Джек знал, что мать потеряла двоих малышей еще до того, как родился он, и еще двоих – после. Она уж думала, что больше детей у нее не будет, но, ко всеобщему изумлению, в один прекрасный день произвела на свет последнего ребенка – девочку, да еще такую прехорошенькую!
Волосы у Люси были золотые, как солнышко. А глаза – цвета лесных фиалок, тех, что растут в лесной глуши. Легонькая, точно пушинка чертополоха, беспечная, словно жаворонок, – вот какая она была. А поскольку в пятилетней малышке все души не чаяли, то и она, в свою очередь, обожала весь мир. И, невзирая ни на что, Джек просто не мог питать к ней неприязни.
Отец между тем, неуклюже переступая с одной перекладины приставной лестницы на другую, спускался с чердака с Люси на руках – и охота ж ему таскать этакую тяжесть! Девочка-то уже большая выросла! Джек видел, как по лицу отца скользнула тень боли. Но отражалась в нём и радость – радость, что так редко проявлялась в отцовских чертах, когда Джайлз Хромоног глядел на своего единственного сына и наследника.
Джек сбросил одеяла, встал и потянулся, всем телом вбирая новый день. Подобно прочим, спал он в платье, так что проблем с одеванием не возникало.
Он вытащил клок шерсти, затыкающий щель под дверью, и выбрался наружу. Над Восточным морем растекался серый рассвет. Он просачивался на болота и разом, словно обрываясь, гас в темном лесу на западе. Небо было цвета черного льда. Да уж, денек грядет мерзопакостный.

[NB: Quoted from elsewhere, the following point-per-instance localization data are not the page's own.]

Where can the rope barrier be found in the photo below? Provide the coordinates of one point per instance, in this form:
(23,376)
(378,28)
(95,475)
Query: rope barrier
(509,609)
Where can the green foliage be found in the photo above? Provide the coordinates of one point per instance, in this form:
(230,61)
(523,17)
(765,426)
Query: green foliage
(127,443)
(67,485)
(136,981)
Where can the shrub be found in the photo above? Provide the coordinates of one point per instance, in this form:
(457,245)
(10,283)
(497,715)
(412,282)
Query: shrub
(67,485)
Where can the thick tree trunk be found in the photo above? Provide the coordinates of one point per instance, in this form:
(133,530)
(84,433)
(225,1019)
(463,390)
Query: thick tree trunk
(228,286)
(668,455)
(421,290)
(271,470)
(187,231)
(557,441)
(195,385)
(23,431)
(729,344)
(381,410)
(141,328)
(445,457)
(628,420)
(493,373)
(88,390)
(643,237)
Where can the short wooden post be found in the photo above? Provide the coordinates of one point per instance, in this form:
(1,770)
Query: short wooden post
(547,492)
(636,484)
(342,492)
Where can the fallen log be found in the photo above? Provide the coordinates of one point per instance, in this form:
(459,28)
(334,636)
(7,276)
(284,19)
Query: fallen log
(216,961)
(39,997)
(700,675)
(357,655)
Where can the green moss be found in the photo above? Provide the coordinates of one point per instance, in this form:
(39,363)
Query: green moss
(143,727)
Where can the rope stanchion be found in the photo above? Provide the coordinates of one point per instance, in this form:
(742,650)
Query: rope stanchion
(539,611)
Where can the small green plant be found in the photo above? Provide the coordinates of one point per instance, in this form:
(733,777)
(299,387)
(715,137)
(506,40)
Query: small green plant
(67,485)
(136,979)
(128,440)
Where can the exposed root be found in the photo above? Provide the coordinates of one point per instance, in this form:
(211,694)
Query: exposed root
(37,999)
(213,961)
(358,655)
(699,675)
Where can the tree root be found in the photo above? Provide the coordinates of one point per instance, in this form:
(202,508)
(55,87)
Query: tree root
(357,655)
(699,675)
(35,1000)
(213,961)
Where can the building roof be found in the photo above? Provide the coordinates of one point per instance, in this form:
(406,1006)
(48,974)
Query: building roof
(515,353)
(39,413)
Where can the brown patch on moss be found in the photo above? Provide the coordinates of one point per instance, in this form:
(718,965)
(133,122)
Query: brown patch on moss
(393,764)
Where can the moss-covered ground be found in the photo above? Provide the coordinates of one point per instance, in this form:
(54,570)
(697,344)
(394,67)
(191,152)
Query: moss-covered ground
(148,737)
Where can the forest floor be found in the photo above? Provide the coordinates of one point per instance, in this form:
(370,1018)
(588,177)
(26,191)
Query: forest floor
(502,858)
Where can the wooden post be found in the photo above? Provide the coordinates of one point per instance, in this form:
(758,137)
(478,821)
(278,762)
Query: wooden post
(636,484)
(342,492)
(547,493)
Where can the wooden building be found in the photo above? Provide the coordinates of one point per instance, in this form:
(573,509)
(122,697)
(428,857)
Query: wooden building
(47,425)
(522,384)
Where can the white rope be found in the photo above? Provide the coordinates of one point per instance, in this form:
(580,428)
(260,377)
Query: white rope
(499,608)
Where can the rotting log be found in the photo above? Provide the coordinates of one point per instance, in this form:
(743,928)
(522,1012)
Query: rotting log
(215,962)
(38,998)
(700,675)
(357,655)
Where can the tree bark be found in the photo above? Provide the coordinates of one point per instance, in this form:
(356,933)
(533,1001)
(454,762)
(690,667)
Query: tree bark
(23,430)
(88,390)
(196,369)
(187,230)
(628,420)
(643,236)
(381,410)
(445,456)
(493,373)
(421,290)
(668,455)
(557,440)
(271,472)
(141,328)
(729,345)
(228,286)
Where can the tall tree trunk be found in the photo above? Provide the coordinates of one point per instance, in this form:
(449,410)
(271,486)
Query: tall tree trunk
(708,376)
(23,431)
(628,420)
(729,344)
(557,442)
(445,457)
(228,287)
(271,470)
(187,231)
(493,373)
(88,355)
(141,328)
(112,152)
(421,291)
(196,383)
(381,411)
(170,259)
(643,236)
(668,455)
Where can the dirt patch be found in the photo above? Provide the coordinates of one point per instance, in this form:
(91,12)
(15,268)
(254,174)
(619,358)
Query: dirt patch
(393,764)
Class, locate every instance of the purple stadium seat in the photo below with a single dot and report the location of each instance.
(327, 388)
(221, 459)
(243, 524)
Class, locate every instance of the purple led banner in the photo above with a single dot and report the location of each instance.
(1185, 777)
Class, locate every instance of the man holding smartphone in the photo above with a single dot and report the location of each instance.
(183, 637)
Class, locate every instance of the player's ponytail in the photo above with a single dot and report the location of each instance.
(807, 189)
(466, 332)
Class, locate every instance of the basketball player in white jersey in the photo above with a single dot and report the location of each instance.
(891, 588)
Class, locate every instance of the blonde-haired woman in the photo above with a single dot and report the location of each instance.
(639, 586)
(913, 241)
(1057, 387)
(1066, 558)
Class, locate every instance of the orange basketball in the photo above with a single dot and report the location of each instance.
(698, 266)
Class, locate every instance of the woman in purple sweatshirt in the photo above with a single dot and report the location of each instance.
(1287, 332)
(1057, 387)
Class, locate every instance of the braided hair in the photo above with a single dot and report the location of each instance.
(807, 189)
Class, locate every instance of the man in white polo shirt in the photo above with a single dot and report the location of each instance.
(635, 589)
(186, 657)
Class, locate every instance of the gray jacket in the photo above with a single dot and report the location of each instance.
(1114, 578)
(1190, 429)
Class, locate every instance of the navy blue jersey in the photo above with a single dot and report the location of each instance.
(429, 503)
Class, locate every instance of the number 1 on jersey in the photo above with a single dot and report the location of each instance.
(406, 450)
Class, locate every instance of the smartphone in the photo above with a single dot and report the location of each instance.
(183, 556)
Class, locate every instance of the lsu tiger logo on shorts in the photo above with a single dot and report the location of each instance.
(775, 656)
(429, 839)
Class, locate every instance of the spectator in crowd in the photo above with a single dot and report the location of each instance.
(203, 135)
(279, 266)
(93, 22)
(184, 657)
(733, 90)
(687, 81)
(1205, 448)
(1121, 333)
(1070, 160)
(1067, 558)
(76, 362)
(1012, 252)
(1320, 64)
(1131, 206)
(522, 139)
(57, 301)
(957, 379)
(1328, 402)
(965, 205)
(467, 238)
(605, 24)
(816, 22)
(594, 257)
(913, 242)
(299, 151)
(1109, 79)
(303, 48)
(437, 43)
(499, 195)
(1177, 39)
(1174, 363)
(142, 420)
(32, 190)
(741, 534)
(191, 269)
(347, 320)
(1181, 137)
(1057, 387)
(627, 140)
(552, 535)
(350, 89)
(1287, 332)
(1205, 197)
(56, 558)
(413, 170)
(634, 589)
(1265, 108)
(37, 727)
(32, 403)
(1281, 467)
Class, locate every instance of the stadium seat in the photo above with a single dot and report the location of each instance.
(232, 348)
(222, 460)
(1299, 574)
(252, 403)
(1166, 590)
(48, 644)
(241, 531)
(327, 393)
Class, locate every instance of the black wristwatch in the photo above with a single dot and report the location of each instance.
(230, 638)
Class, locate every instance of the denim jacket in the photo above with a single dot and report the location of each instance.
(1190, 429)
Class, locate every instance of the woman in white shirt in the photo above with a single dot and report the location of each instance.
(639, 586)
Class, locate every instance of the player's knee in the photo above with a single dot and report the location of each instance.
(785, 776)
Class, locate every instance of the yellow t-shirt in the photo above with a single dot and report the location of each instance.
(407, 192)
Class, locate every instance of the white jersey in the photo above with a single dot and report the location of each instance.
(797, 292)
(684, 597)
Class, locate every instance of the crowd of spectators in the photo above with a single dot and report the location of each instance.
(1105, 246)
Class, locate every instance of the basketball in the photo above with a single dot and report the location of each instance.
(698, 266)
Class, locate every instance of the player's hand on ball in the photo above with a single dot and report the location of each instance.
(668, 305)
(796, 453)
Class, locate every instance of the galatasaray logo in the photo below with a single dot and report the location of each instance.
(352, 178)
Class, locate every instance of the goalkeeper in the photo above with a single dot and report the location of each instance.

Джек помчался в уборную, подпрыгивая на бегу, чтобы промерзшая земля не липла к башмакам. Бард говорил, что инеистые великаны подстерегают неосторожных путников, дабы заледенить их своим морозным дыханием. Нельзя, никак нельзя засыпать вне дома в разгар зимы, даже если очень хочется. Вот так инеистые великаны тебя и сцапают: нашептывая о том, как тепло будет во сне.
Закончив свои дела, Джек бегом бросился домой, по пути поскользнулся на узкой полоске льда – не заметил впопыхах замерзшей лужицы, – влетел в дверь и потоптался немного у порога, отогревая занемевшие ноги. Изо рта у него валил пар.
– Что, холодно? – спросил отец.
Он сидел у огня, держа Люси на коленях.
– Холодно, как у тролля в…
– Только посмей выругаться! – оборвала его мать.
Джек, усмехнувшись, плюхнулся на свое место перед очагом. Мать протянула ему чашу с сидром, и мальчик с наслаждением принялся греть руки.
– Овцы, небось, ягнятся, – заметил отец.
– Видать, – кивнула мать.
– Обожаю маленьких ягняточек, – проворковала Люси, обнимая ладошками чашу с сидром.
– А всё потому, что не тебе тащиться на луг искать милых крошек, – отозвался Джек.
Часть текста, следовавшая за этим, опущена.